Les guitares (Hauptmann Feuerschwanz, Prinz Hodenherz et Hans der Aufrechte) et la basse (Jarne Hodinsson) sont beaucoup plus présentes que sur les précédentes productions et apportent une véritable intensité. Plus ou moins saturées selon les titres, elles passent de gros riffs rapides et soli heavy (« Meister der Minne », « Totentanz », « Malleus Malificarum ») à un folk rock presque indie (« Schildmaid »). La batterie (« Sir Lanzeflott ») est le plus souvent là en soutien de la partie metal, mais se retrouve parfois mise en avant sur des tempi particulièrement marqués, où elle oriente alors l’ensemble.De leur côté, les instruments folks sont tout aussi omniprésents : violon et vielle à roue (Johanna von der Vögelweide) sont particulièrement mis en avant, et de façon plus discrète, flûte, cornemuse (Prinz Hodenherz) et mandoline se font aussi entendre régulièrement.


La voix de Hauptmann Feuerschwanz relie parfaitement le tout : il chante exclusivement en voix claire, mais possède un timbre guttural qui évoque aussi bien le metal que certains chants médiévaux, ce qui n’est pas sans rappeler  le vocaliste d’In Extremo, Das letzte Einhorn. Ses harmonies avec les choristes apportent d’ailleurs une touche médiévale supplémentaire fort bien tournée, et il est capable d’adopter une voix nettement plus suave ou poignante qui apporte des variations bienvenues.

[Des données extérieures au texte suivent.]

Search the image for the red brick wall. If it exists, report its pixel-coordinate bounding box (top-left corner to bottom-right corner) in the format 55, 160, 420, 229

On sent une réelle hausse de niveau chez le sextette allemand : tout est plus juste, plus en place, plus travaillé. Le son plus lourd est mis en valeur par une production efficace, qui ne ressemble en rien aux premières sorties approximatives de Feuerschwanz : exit cet aspect Fête de la bière qui s’entendait un peu trop sur les précédents albums. L’album est cohérent et garde cet aspect épique mais globalement joyeux et entrainant. On pourrait reprocher une trop grande homogénéité, rendant quelques chansons redondantes, et quelques facilités ici et là, qui rendent certains morceaux artificiellement accrocheurs. Mais on trouve suffisamment de chansons qui se démarquent et convoquent des influences diverses pour ne pas bouder notre plaisir : des rythmes ska sur « Metfest », une épopée viking conclue par des relents de Rammstein sur « Kampfzerg », du folk rock sur « Schildmaid », du chant religieux (bon, d’accord, des religieux sous speed) sur « Malleus Malificarum »…

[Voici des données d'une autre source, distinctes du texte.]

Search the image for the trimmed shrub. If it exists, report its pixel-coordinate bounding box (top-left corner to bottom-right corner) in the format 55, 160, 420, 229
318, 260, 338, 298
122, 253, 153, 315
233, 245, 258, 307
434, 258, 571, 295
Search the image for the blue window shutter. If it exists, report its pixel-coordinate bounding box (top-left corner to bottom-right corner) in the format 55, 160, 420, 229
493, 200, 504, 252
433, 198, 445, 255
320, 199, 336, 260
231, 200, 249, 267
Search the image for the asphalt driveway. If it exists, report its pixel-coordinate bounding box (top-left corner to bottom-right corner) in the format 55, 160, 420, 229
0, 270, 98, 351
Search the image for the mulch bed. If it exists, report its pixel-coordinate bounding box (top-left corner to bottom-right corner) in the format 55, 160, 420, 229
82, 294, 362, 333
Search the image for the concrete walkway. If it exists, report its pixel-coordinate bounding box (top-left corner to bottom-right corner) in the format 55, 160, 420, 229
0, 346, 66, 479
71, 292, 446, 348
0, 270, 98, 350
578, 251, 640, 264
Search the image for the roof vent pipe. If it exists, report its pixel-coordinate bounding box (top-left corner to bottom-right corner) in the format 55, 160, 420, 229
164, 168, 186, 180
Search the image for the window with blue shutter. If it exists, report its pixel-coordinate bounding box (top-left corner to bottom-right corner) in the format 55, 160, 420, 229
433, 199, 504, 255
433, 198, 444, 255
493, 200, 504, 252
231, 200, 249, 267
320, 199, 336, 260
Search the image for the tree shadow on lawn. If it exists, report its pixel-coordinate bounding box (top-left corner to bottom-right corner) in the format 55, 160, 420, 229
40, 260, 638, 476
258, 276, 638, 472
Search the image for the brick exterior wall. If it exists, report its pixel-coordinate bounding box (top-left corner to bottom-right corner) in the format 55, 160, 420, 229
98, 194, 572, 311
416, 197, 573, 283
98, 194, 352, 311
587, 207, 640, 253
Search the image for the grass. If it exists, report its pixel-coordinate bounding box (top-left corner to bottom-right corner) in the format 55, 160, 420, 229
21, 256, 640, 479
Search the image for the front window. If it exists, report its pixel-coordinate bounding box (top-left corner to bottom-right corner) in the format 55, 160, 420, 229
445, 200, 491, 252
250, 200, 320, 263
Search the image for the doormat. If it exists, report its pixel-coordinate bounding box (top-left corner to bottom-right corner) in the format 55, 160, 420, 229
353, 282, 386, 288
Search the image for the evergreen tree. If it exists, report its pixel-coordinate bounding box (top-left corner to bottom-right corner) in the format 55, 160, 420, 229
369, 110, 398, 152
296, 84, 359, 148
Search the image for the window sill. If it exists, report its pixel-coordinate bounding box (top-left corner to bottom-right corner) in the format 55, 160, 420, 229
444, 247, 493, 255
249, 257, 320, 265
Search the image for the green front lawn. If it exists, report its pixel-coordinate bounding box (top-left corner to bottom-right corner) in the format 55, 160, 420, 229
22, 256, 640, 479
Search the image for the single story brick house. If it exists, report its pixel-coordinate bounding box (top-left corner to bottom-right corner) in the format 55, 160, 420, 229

Surtout, le groupe propose un EP complet (sept titres) de bonus, des reprises qui ont une dimension beaucoup plus exploratoire. On y trouve du chant très scandé (« Limit » et surtout « Ding », avec en plus la voix féminine de Melissa Bony très pop qui bascule soudainement sur le scream), une fantastique version heavy indie folk de « I See Fire » d’Ed Sheeran avec quelques cris typiquement heavy en prime, du rock alternatif (« Hier kommt Alex  », reprise du monument national Die Toten Hosen), de nouveaux des inspirations religieuses (« Amen Attack » - forcément, c’est du Powerwolf), un violon pirate qui débouche sur un morceau de bravoure guerrier piqué à Sabaton (« Gott Mis Uns »). Certes pour le coup cela manque cruellement de cohérence, mais c’est un reproche difficilement entendable pour un disque bonus, et cela donne une idée franchement enthousiasmante de directions que le combo pourrait explorer à l’avenir.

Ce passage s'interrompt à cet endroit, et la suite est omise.